AbstractIn March 2012, Sir Tom Winsor published an ‘Independent Review of Police Officer and Staff Remuneration and Conditions’. This wide-ranging appraisal of the police service made a number of recommendations. One of the most controversial (recommendation 19) was that a direct entry pathway into policing,at the superintendent rank, should be established. In November 2014, the first cohort of direct entry superintendents commenced an 18-month training course,intended to equip them with the knowledge and skills to become senior police leaders.
This thesis presents the findings of a study that followed the development of these officers as they progressed through their training and into roles as operational superintendents and concludes by proposing a ‘blended leadership model for policing’. The direct entry officers were interviewed at regular intervals throughout their training, to capture their reflections on this unique experience. Influential stakeholders from the chief officer ranks, staff associations and elsewhere also took part in this research. A focus on police culture and police leadership was used to contextualise the data that was collected.
It was found that parts of the police service are insular and shackled by a lack of creativity and innovation. It was also identified that police culture doesn’t always welcome new perspectives. Importantly, it is argued that the service does not widely recognise that these issues exist and so is not equipped to resolve them from within.

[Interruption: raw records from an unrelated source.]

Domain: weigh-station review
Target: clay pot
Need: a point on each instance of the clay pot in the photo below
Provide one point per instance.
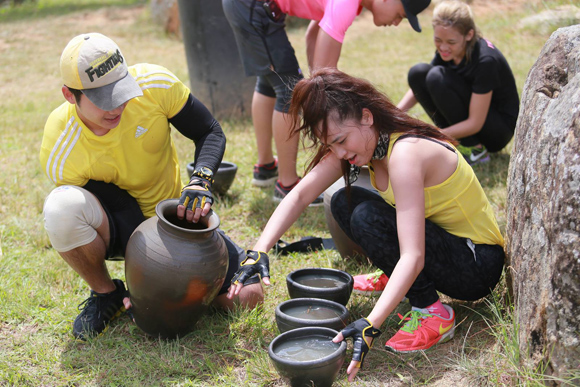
(319, 372)
(345, 246)
(224, 176)
(334, 285)
(174, 269)
(310, 312)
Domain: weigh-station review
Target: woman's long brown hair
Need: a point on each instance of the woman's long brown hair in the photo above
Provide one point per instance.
(328, 91)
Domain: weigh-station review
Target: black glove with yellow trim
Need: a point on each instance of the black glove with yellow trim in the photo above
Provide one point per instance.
(196, 194)
(247, 270)
(360, 330)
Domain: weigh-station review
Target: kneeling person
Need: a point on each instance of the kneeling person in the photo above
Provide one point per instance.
(109, 151)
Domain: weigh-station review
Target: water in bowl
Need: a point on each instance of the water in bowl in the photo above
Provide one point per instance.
(306, 348)
(319, 281)
(311, 312)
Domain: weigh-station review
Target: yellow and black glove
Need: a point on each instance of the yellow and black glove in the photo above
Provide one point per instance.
(198, 191)
(360, 331)
(248, 270)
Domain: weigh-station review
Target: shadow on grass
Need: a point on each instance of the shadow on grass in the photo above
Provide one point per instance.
(31, 10)
(125, 355)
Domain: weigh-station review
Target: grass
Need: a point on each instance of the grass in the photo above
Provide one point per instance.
(39, 293)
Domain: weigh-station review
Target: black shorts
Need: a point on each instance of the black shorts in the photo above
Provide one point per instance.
(262, 43)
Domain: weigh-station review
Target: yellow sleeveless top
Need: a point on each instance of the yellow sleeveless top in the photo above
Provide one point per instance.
(458, 204)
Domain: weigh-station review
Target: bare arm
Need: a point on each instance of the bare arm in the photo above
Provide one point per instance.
(408, 101)
(288, 211)
(321, 49)
(407, 170)
(478, 109)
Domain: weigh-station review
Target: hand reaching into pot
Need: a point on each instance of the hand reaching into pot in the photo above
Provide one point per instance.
(256, 262)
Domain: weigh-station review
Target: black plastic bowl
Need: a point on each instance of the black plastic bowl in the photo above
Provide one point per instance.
(287, 322)
(340, 293)
(320, 372)
(223, 178)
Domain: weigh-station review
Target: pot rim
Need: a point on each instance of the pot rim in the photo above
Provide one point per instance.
(305, 332)
(311, 301)
(211, 220)
(224, 165)
(315, 270)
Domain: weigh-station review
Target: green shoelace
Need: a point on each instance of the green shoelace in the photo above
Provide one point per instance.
(414, 321)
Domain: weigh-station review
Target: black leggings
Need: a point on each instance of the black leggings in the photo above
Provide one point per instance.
(451, 266)
(445, 96)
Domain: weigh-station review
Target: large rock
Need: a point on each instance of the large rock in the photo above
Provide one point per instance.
(543, 229)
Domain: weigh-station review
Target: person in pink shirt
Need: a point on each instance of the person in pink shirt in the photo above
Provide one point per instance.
(266, 52)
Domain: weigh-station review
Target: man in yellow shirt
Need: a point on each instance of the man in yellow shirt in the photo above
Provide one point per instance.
(109, 151)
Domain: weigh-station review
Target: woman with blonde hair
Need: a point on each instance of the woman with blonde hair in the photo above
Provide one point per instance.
(431, 229)
(468, 89)
(469, 92)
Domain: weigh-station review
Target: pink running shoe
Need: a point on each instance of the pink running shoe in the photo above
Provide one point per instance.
(422, 331)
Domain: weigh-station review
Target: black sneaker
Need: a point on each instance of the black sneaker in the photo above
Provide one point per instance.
(280, 193)
(98, 311)
(265, 174)
(474, 155)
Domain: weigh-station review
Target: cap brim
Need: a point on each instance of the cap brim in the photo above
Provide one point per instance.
(412, 17)
(414, 22)
(112, 96)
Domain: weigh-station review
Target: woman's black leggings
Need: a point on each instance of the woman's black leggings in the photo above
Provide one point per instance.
(451, 265)
(445, 96)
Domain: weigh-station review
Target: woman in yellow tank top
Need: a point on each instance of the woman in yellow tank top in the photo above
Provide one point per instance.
(431, 229)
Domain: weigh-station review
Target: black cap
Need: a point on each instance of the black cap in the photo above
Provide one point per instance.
(412, 9)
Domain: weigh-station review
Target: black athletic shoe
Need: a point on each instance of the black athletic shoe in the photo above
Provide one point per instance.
(98, 311)
(265, 174)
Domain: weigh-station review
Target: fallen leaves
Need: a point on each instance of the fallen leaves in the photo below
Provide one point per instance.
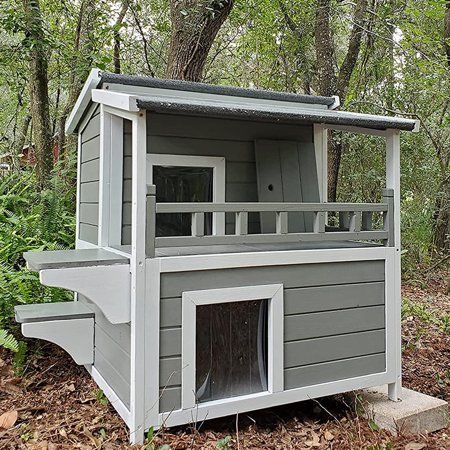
(8, 419)
(415, 446)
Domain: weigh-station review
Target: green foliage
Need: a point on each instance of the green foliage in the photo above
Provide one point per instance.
(101, 397)
(31, 220)
(223, 444)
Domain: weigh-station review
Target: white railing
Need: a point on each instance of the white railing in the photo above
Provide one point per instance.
(355, 222)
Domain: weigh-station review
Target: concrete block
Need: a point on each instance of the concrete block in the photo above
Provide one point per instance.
(415, 413)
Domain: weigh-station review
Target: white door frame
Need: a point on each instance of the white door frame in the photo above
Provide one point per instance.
(192, 299)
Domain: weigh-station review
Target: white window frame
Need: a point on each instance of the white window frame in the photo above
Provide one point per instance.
(217, 163)
(275, 363)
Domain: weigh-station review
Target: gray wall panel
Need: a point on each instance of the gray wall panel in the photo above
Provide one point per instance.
(327, 298)
(170, 399)
(170, 342)
(342, 302)
(112, 377)
(90, 171)
(117, 357)
(335, 370)
(89, 176)
(89, 192)
(91, 149)
(92, 128)
(240, 130)
(170, 372)
(305, 326)
(302, 275)
(312, 351)
(88, 232)
(89, 213)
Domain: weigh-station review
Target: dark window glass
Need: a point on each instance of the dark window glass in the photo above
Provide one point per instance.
(181, 184)
(231, 349)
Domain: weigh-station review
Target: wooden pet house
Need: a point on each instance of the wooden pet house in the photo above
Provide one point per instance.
(210, 278)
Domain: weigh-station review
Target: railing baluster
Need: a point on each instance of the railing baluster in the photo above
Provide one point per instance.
(367, 220)
(150, 221)
(198, 224)
(343, 220)
(241, 223)
(282, 222)
(319, 222)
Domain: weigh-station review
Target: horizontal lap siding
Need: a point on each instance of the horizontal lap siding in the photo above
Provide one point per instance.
(126, 186)
(112, 345)
(89, 180)
(334, 323)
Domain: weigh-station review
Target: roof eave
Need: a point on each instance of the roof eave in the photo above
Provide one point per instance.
(83, 100)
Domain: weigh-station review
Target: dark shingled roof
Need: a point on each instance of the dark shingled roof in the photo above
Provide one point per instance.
(330, 117)
(190, 86)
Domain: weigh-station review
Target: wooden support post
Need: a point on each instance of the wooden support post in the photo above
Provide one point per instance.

The direct entry superintendents were found to be engaging, motivated and credible professionals. They bring to their new roles a wealth of experience. This includes experience of delivering tangible outcomes for their previous organisations and also experience of leading people. These individuals are committed to public service and are mindful of the significant responsibility that they are accepting. The first 18 months of their service has been challenging. As the first cohort of direct entry officers, the College of Policing’s training course was in no way established. The superintendents were to experience significant pockets of resistance to the direct entry scheme. This was evidenced during the recruitment process, through face-to-face interactions with senior officers during training and also in the workplace. Opposition to this new pathway into the service has also been particularly evident on social media platforms. Multiple entry points into the police service are now established. The third cohort of direct entry superintendents will soon be commencing their training. There are significant research opportunities associated with this,including further exploration of culture and leadership perspectives as well as further review of operational capability and competence by direct entry officers.